Sarah Copeland’s cook book, Feast: Generous Vegetarian Meals for any eater and every appetite is definitely for the Granola set.
The French-Canadian slang expression, “Elle est une granola” translates to “she’s a health-food nut or a hippie-type person.” I’m a granola girl who lives with, and accommodates, a meat-and-potatoes family.
I’ve shared a meal with hundreds of different people. Fewer than ten of them would be consistently satisfied, meal after meal, drawing from only the recipes in this book. Sarah is definitely using this book to promote her food philosophy–that eating a plant-based diet is good for health and good for the planet. I was willing to put up with a little prosthelytizing because the food intrigued me. Plus, she gives the right advice about cooking in cast iron, so I trusted her recipes would be good.
Who will like this book?
- Anyone who wants to accommodate vegetarian eaters, without causing everyone else to feel deprived;
- People who like variety and enjoy trying new foods and combinations;
- Those who like a pretty cook book, with a balanced mix of quick and elaborate, exciting, healthy, tasty recipes.
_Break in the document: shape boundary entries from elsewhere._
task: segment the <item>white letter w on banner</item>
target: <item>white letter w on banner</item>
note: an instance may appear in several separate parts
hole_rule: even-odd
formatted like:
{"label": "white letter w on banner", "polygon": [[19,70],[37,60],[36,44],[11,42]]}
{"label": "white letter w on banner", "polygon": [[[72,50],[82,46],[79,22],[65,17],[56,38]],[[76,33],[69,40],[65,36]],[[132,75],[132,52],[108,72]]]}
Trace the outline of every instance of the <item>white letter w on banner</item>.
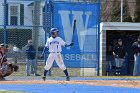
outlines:
{"label": "white letter w on banner", "polygon": [[[62,21],[62,26],[63,26],[63,31],[64,31],[64,36],[65,40],[67,42],[71,42],[72,40],[72,31],[73,31],[73,24],[71,24],[70,21],[70,15],[73,16],[73,20],[76,19],[76,28],[77,28],[77,34],[78,34],[78,42],[80,46],[80,50],[83,50],[84,46],[84,41],[85,41],[85,36],[88,30],[88,22],[89,22],[89,17],[92,15],[91,11],[64,11],[60,10],[58,12],[61,17]],[[83,19],[83,16],[85,16],[85,20]],[[92,21],[92,20],[91,20]]]}

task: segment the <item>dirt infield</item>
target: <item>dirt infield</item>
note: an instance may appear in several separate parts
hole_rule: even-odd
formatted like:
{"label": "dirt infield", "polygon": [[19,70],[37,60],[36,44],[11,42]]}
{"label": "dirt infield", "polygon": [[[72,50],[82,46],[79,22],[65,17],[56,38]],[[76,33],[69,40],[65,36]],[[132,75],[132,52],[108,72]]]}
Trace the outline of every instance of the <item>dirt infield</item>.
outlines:
{"label": "dirt infield", "polygon": [[14,80],[0,81],[0,84],[85,84],[96,86],[140,88],[140,80]]}

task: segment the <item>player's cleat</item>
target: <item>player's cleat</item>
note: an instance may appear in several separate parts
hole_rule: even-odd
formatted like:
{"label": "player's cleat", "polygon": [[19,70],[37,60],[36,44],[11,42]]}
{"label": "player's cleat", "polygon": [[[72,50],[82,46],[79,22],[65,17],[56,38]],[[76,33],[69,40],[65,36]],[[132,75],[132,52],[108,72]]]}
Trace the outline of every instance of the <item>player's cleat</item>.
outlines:
{"label": "player's cleat", "polygon": [[66,81],[70,81],[70,77],[66,77]]}
{"label": "player's cleat", "polygon": [[42,77],[42,79],[43,79],[43,81],[45,81],[45,80],[46,80],[46,77],[45,77],[45,76],[43,76],[43,77]]}

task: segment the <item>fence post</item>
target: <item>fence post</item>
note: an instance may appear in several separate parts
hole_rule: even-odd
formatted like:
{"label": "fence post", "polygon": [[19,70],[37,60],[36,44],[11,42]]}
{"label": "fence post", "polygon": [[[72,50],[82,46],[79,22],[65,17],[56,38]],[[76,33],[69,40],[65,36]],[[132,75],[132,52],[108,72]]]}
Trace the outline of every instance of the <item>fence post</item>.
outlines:
{"label": "fence post", "polygon": [[[36,49],[36,62],[38,57],[38,36],[39,36],[39,25],[40,25],[40,1],[34,2],[34,14],[33,14],[33,31],[32,31],[32,40],[33,45]],[[33,72],[33,71],[31,71]]]}

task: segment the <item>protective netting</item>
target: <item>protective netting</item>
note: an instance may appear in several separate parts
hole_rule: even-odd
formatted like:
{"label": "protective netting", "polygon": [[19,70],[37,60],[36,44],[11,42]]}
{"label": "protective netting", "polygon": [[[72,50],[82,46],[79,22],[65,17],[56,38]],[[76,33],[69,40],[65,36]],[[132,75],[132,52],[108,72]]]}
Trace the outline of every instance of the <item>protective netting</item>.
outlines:
{"label": "protective netting", "polygon": [[[57,0],[58,1],[58,0]],[[62,1],[62,0],[61,0]],[[98,11],[99,7],[95,7],[96,5],[99,5],[97,0],[73,0],[73,1],[67,1],[66,4],[72,3],[69,5],[70,11],[73,11],[74,8],[72,8],[72,5],[78,5],[79,10],[82,11],[84,9],[84,6],[86,6],[86,9],[84,12],[85,17],[83,17],[83,22],[86,23],[86,27],[84,29],[78,29],[79,31],[82,30],[83,32],[76,32],[74,34],[75,36],[75,46],[73,47],[72,50],[73,52],[67,52],[64,49],[64,61],[65,64],[68,68],[73,68],[75,70],[75,73],[72,73],[72,69],[70,70],[70,74],[73,76],[83,76],[84,74],[87,73],[88,70],[92,72],[93,75],[97,75],[97,66],[98,66],[98,29],[97,27],[99,26],[98,22],[98,13],[94,13],[95,15],[92,15],[90,20],[86,21],[86,18],[90,16],[91,12],[88,11]],[[92,2],[92,3],[89,3]],[[0,1],[0,3],[4,3],[3,1]],[[2,13],[0,14],[0,19],[3,20],[0,23],[0,43],[5,43],[8,44],[9,50],[6,53],[7,60],[9,62],[12,62],[14,64],[18,64],[20,66],[19,69],[19,75],[21,76],[26,76],[25,72],[25,65],[26,65],[26,45],[28,40],[32,39],[33,45],[35,46],[36,49],[36,60],[37,60],[37,66],[38,66],[38,73],[42,74],[42,70],[44,69],[44,59],[40,58],[40,54],[43,50],[46,38],[49,35],[49,29],[51,26],[58,27],[60,30],[60,36],[62,36],[63,39],[69,42],[69,39],[67,40],[63,36],[63,30],[64,28],[62,25],[57,25],[54,21],[57,21],[57,15],[56,10],[54,9],[55,3],[51,6],[53,10],[52,15],[46,18],[46,14],[49,13],[50,11],[45,10],[45,0],[7,0],[6,4],[3,4],[1,7]],[[61,4],[61,2],[57,2],[57,4]],[[65,3],[63,3],[65,4]],[[5,5],[5,6],[4,6]],[[62,6],[63,7],[63,6]],[[81,7],[81,8],[80,8]],[[95,9],[92,9],[94,7]],[[63,7],[65,8],[65,7]],[[74,9],[76,11],[76,7]],[[4,15],[4,13],[6,15]],[[5,16],[5,17],[3,17]],[[92,18],[94,17],[94,18]],[[52,18],[52,21],[50,19]],[[77,17],[78,19],[78,17]],[[47,23],[46,23],[47,20]],[[93,21],[92,21],[93,20]],[[78,20],[79,21],[79,20]],[[89,21],[89,24],[88,24]],[[6,25],[4,25],[4,22],[6,22]],[[52,22],[52,23],[50,23]],[[72,18],[70,19],[70,22],[72,23]],[[80,21],[79,21],[80,22]],[[92,22],[94,26],[92,25]],[[59,22],[57,22],[59,23]],[[80,23],[78,23],[80,24]],[[77,26],[78,26],[77,24]],[[83,23],[85,25],[85,23]],[[72,24],[71,24],[72,25]],[[6,26],[6,29],[5,29]],[[88,30],[86,28],[88,27]],[[46,29],[47,28],[47,29]],[[77,31],[78,31],[77,30]],[[45,32],[46,31],[46,32]],[[94,32],[91,32],[94,31]],[[70,34],[69,34],[70,35]],[[78,38],[77,37],[80,37]],[[86,38],[86,39],[85,39]],[[94,38],[94,39],[92,39]],[[80,40],[80,45],[78,44],[78,39]],[[82,42],[84,41],[84,42]],[[91,42],[90,46],[88,45],[88,42]],[[95,46],[94,46],[95,45]],[[80,46],[80,51],[77,51],[77,48]],[[16,49],[14,49],[16,47]],[[68,51],[71,51],[68,49]],[[77,52],[80,52],[77,53]],[[67,54],[66,54],[67,53]],[[74,54],[72,54],[74,53]],[[54,64],[55,66],[55,64]],[[54,68],[54,70],[57,68]],[[52,69],[52,74],[58,74],[60,71],[57,70],[56,72],[53,72]],[[14,75],[18,75],[18,73]],[[23,74],[24,73],[24,74]],[[61,75],[62,73],[60,73]],[[88,74],[89,75],[89,74]]]}

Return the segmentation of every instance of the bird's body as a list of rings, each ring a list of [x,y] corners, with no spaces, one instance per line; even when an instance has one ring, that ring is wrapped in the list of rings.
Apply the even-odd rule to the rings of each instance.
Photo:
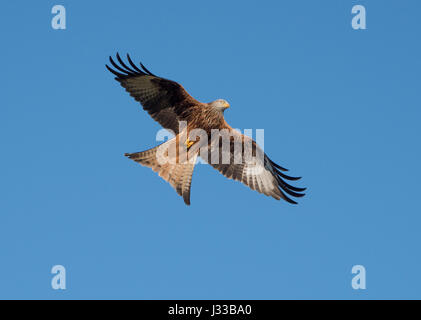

The book is divided into 9 chapters, with some helpful, interesting cook-y stuff at the front and back–how to stock your pantry; what essential tools you need; and tips and tricks for kitchen prep work. The chapters are:
- Breakfast and Brunch: great ideas for starting your day with whole grains and veggies; a good balance of sweet & savory dishes; eggs; hot cereals; and even from-scratch 4-grain English muffins (make a batch for the freezer!)
- Little Meals: including soups.
- Salads and Sides: I was drawn to the beauty and the flavors of Roasted Carrot, Hazelnut and Radicchio Salad with Honey and Orange.
- Sandwiches and Sides: inventive ways to extinguish your ho-hum.
- Meals in a bowl: My favorite chapter. Want to share a Soba Noodle Bowl with Broccolini and Bok Choy with me? How about some cheese grits with black beans and avocado?
- Platefuls: mostly healthy takes on pasta.
- Meals to Share: for gatherings large and small.
- Sweets: all of which I can eat (!!) because they’re not loaded with refined white sugar and flour.
- Pickles, Sauces and Such: The kimchee recipe isn’t super-authentic, but it tastes great, and keeps for months in the refrigerator.
Who won’t like this book?
- People addicted to salty-greasy, highly-processed International Fast Chain stuff (I can’t call it food).
My one quibble — there is no nutritional analysis in the book. I suppose the marketing plan was to promote the fact that this is scrumptious food (the photos are nearly edible) while minimizing the truth that this food is good for you (because evidently people are naturally down on whatever is good for them?)
I won’t cook exclusively from Sarah Copeland’s Feast, but I’m glad to have found it.
Are you down on what’s good for you? What’s your food philosophy? Do you care about nutritional analysis?